Between 2018 and 2023, inflation-adjusted Medicare payments to physicians for colonoscopies declined by more than 22%, according to The American Journal of Gastroenterology.

Even procedures with clear clinical benefit can struggle for adequate payment, and GI leaders have warned that reimbursement often fails to reflect complexity or innovation.

“A real challenge we are facing is the inability to get reimbursed for a host of relatively newer (but well-established) endoscopic procedures that have emerged in the last decade or so,” Vivek Kaul, MD, professor of medicine in the gastroenterology and hepatology division at the University of Rochester (N.Y.) Medical Center, told Becker’s. “Oftentimes, these are minimally invasive, transformational interventions for our patients that help reduce morbidity, length of stay and overall healthcare costs but are poorly reimbursed or not reimbursed at all, in some cases.”

Dr.
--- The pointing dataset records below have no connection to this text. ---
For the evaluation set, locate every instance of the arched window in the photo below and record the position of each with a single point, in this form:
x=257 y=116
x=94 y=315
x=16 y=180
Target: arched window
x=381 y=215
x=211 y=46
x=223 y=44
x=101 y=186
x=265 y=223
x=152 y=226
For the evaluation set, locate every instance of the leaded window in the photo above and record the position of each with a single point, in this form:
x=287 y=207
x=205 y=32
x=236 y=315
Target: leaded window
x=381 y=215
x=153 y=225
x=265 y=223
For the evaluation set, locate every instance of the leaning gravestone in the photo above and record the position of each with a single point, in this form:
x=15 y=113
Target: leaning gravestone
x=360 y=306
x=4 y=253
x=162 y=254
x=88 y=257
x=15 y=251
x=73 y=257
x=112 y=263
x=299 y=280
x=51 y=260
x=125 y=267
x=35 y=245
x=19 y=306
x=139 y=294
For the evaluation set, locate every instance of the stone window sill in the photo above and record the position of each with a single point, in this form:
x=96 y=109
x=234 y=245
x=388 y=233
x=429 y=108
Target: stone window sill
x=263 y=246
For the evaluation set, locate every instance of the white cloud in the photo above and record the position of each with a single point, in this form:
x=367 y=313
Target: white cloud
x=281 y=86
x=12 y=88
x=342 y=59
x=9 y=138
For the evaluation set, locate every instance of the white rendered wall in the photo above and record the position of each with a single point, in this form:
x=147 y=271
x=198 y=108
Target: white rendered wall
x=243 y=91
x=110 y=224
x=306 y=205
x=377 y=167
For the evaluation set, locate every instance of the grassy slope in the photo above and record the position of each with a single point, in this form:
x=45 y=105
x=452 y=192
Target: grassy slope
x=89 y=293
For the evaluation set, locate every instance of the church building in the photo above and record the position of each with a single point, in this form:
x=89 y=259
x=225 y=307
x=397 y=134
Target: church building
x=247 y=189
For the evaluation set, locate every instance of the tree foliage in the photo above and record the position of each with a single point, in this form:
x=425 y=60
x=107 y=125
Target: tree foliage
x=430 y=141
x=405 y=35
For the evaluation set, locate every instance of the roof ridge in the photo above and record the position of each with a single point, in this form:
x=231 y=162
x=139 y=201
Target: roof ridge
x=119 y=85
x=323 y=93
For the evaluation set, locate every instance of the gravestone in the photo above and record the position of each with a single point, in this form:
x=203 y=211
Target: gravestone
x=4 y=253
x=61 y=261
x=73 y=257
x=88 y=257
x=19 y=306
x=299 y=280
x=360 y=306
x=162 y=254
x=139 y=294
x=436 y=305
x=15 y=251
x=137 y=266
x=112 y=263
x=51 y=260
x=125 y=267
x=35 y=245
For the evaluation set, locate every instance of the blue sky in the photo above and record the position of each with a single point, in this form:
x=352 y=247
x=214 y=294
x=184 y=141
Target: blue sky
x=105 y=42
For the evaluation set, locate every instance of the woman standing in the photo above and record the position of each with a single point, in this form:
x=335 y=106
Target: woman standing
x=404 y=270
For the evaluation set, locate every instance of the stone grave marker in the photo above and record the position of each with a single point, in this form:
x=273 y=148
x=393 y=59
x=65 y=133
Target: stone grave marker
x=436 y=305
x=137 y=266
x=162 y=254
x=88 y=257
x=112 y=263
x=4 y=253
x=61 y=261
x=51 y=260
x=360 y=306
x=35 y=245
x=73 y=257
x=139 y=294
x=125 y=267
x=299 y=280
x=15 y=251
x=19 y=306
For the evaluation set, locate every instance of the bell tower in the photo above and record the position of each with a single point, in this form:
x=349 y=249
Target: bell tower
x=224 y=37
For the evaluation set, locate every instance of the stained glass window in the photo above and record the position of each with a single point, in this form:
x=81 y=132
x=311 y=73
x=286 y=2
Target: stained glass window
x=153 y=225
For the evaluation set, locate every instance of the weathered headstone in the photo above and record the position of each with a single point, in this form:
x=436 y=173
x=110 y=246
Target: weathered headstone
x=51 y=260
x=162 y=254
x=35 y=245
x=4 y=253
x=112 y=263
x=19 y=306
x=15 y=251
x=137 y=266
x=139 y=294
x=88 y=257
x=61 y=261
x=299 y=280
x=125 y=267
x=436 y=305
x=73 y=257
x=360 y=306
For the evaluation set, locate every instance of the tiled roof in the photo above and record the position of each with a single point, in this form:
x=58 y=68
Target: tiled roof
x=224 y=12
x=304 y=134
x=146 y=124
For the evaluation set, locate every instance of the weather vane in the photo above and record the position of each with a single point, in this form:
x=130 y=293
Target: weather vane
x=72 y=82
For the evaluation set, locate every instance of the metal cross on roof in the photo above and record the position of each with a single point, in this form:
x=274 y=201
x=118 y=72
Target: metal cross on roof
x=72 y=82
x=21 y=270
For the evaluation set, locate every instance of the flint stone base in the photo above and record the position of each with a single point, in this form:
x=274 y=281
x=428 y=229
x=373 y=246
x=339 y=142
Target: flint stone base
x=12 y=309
Berzin also warned that a similar dynamic could emerge as AI advances beyond polyp detection and into clinical decision-making.

“A similar pattern may emerge in the AI space with tools that extend beyond polyp detection toward AI-supported diagnosis and decision-making,” he said. “Because these tools do not align with existing billing categories, their clinical value may remain largely invisible to the system.”